While 1xRun was able to open in 2018, the Spot Lite side of the building needed a lot of TLC. It had long been used as a storage space, and upon further inspection, the crew realized that a fire had damaged the building at some point and "was just kind of covered up," David says.

"Not only was it empty, it did not have heating, electricity, water, or HVAC," David says. "The roof was actually collapsing in. The rest of the building was actually in really great shape, but this space was destroyed."

Initially, David, a former bartender, says she envisioned the Spot Lite space to be artists' studios, but given the extensive work that needed to be done to the building, it didn't seem economically feasible.

"Really the only revenue model that made sense was something where we sold drinks and coffee, that kind of situation," she says. "And so we started down that process and we were like, 'Well, what about a gallery with a bar?' We know how to do the gallery side. I know how to do the bar side. And so combining the two, we were like, we can find the money for this in that case."

David says the project wound up costing around $550,000, $40,000 of which came from the city's Motor City Match program, but the decor has a raw, no-frills feel. The furniture is sourced from Facebook Marketplace and garage sales, she says, while shelves of vinyl records behind a DJ booth comes from Cory's personal collection. The venue's record store was sourced through items found during road trips throughout the Midwest, and the bar, which has a bold, striped design, was built by a friend (Ryan Doyle), as were the record shelves (Ryan Carmichael and Jason Flack).

click to enlarge Shelves of vinyl records behind a DJ booth come from 1xRun co-owner Jesse Cory's personal collection. - Lee DeVito
Lee DeVito
Shelves of vinyl records behind a DJ booth come from 1xRun co-owner Jesse Cory's personal collection.

An outside alley has high-top tables and a partially enclosed space that Cory calls a "bunker" (likely used when the space was a foundry) that will probably be used by smokers during inclement weather.

"I feel like the space is a little different," David says. "Like everyone that kind of touched the space put their own little energy into it. ... It has more, I don't know, soul to it.

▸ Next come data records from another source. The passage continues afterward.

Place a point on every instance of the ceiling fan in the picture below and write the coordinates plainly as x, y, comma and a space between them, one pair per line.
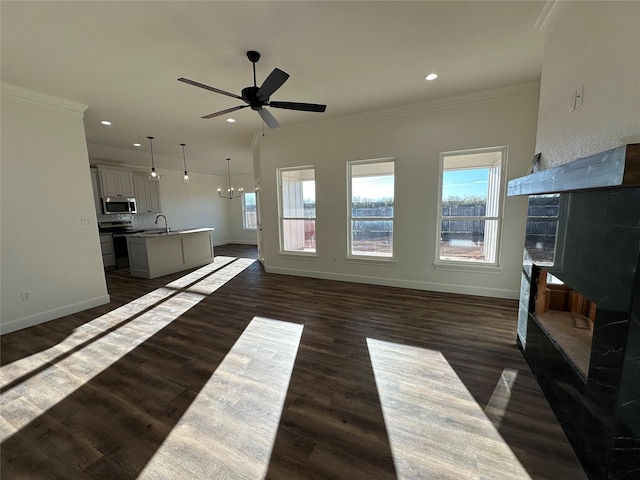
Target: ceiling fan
259, 97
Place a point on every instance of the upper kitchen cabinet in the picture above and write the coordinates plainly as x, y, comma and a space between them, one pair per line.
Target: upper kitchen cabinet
116, 182
147, 193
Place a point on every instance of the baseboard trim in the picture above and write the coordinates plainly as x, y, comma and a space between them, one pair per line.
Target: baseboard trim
42, 317
395, 282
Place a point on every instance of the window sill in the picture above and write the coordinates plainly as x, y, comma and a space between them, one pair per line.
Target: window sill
467, 267
300, 255
386, 261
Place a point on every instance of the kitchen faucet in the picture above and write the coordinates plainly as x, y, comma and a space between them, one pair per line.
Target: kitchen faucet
166, 225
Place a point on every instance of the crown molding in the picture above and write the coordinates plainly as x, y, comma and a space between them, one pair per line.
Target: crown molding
550, 12
525, 89
42, 98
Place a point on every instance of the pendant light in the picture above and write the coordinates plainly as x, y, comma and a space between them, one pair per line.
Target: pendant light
153, 175
185, 178
230, 193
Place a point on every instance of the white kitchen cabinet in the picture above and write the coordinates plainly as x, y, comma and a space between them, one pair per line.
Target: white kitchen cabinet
116, 182
147, 193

It's a gallery, with a bar, and a coffee shop, and a music venue, and really a neighborhood hang."

"All the imperfections are as they should be," Jeanine Whitfield, Guyton's wife and Heidelberg Project director, says to David. "That's how we do it in Detroit."

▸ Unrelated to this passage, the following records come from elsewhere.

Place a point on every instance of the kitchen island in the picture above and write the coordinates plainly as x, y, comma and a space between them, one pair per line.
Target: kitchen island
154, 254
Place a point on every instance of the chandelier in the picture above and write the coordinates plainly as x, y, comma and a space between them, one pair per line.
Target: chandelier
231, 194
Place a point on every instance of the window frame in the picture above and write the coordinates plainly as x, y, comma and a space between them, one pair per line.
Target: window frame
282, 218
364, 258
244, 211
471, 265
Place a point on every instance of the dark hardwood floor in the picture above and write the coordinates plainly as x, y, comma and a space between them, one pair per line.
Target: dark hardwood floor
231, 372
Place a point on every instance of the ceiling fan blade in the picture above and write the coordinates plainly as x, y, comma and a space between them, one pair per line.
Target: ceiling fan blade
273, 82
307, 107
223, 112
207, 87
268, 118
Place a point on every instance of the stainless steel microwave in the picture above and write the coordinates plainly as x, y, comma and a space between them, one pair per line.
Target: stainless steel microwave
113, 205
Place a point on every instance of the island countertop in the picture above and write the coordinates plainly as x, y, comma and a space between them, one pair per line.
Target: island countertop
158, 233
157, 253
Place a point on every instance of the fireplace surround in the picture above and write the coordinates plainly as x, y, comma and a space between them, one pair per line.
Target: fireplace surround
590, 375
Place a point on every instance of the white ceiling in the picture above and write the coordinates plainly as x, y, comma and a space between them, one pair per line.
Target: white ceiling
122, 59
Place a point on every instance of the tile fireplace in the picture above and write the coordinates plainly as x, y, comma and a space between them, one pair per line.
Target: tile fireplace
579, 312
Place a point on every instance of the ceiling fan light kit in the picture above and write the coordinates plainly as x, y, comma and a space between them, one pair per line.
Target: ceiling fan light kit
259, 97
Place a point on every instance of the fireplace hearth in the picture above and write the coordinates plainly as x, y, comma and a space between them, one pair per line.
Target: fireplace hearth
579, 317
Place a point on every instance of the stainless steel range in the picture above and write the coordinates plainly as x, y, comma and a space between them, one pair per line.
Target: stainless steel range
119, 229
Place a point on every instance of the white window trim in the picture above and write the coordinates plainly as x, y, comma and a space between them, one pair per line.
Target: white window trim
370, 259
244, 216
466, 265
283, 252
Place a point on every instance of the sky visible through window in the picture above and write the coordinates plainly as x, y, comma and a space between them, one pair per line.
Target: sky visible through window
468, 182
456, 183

David says when the venue held a soft opening recently, people came from nearby neighborhoods like West Village, Jefferson-Chalmers, and McDougall-Hunt. "They were like, 'We're so excited to have a place that is just open all day that we can work or get a coffee or get a drink,'" David says.

As far as the bar program goes, David says it will be simple and reasonably priced.

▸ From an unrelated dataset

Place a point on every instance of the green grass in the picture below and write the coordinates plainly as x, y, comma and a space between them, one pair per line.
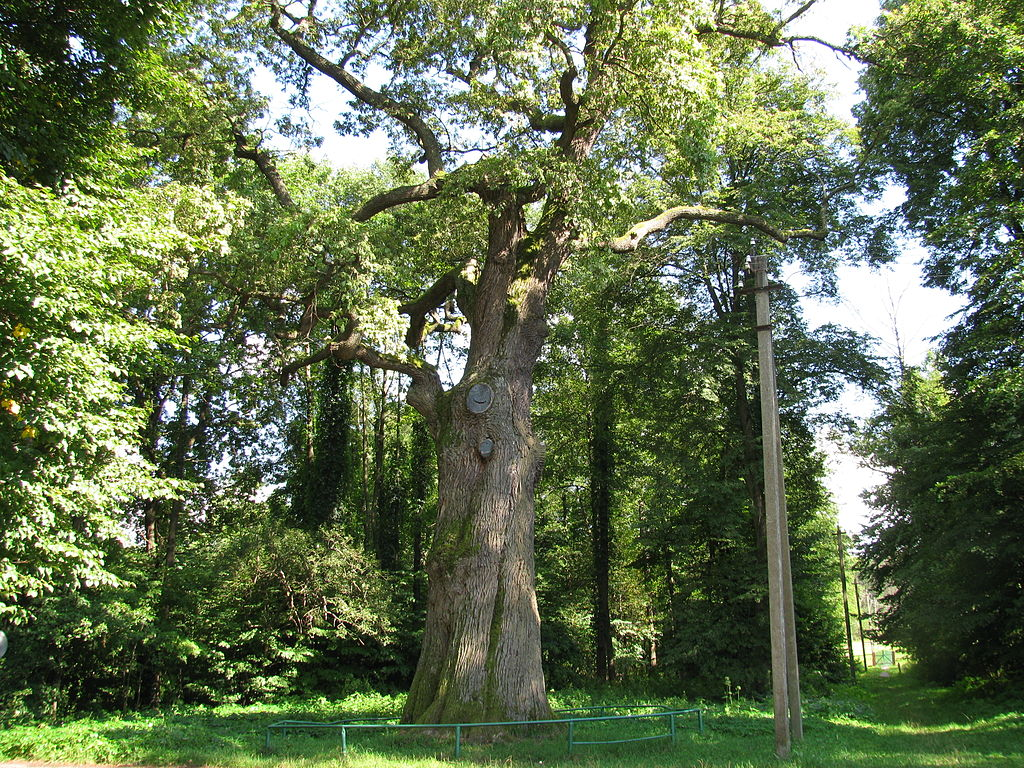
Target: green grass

"One of the things that we're really focusing on is celebrating the classics," she says. "So you'll be able to get really lovely classic cocktails, but there won't be any fussiness. You'll just get a really good margarita, a really good Manhattan, and a really good mojito, with the freshest ingredients."

The approach will be extended to the music programming too, she says.

"Even the music, we're going to be celebrating classics — jazz, funk, house music, R&B, soul," she says.

David says she has curated a yearlong series with the Arab American Museum called ARAB: A Real Arab Blueprint, that will include a screening of Arabic films at Spot Lite. She also hopes to activate it alongside other local festivals like Jazz Fest and the North American International Auto Show.

The Movement tie-in was a natural fit — 1xRun has curated art installations during the festival for the past few years, and Movement organizers Paxahau have helped curate music for 1xRun's annual Murals in the Market festival in Eastern Market.

"They were actually the first people I walked through this space with, and it was like, if you guys see this, then I can do this, because I need the support of a partner like you," she says.

She adds, "This place is like an extension of our living room, and we really want people to feel warm and welcomed and comfortable here."